In contrast, the TAN model, which allows for dependencies between features, did not enhance classification accuracy and resulted in lower specificity. This suggests that introducing feature dependencies may have led to overfitting or captured noise rather than meaningful patterns. The Decision Tree model offered balanced sensitivity and specificity but did not surpass the Naive Bayes model in overall performance. These findings highlight that simpler models can be more effective and reliable for certain datasets, particularly when interpretability is essential [25].

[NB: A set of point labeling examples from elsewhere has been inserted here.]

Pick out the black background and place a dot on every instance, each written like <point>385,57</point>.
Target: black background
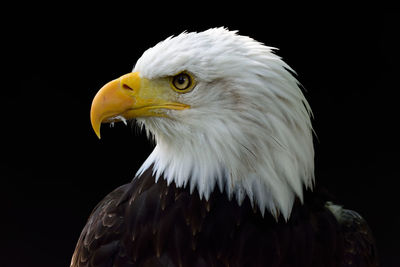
<point>54,170</point>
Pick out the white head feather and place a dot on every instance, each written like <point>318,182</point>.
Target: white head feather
<point>248,129</point>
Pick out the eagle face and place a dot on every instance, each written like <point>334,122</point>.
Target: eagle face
<point>224,111</point>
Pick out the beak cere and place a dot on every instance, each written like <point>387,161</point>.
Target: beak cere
<point>114,99</point>
<point>130,97</point>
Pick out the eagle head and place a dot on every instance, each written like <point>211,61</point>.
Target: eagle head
<point>225,111</point>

The implications of these results are significant for clinical practice. The superior performance and simplicity of the Naive Bayes classifier make it an attractive option for real-world applications where transparency and ease of interpretation are crucial. Its high specificity minimizes the risk of false positives, reducing unnecessary anxiety and medical interventions for patients. Moreover, the straightforward implementation of the Naive Bayes model facilitates its integration into existing diagnostic systems without the need for extensive computational resources. [26] In the future, hybrid models or ensemble methods that combine the strengths of Bayesian Networks and Decision Trees could be researched more, potentially offering improved accuracy and robustness while maintaining clinical interpretability. Additionally, Naive Bayes’ ability to handle small datasets and still produce accurate results makes it particularly useful in medical scenarios where data collection may be limited. By leveraging its probabilistic framework, the model can provide not only predictions but also a measure of confidence in its classifications, further aiding clinicians in making informed decisions.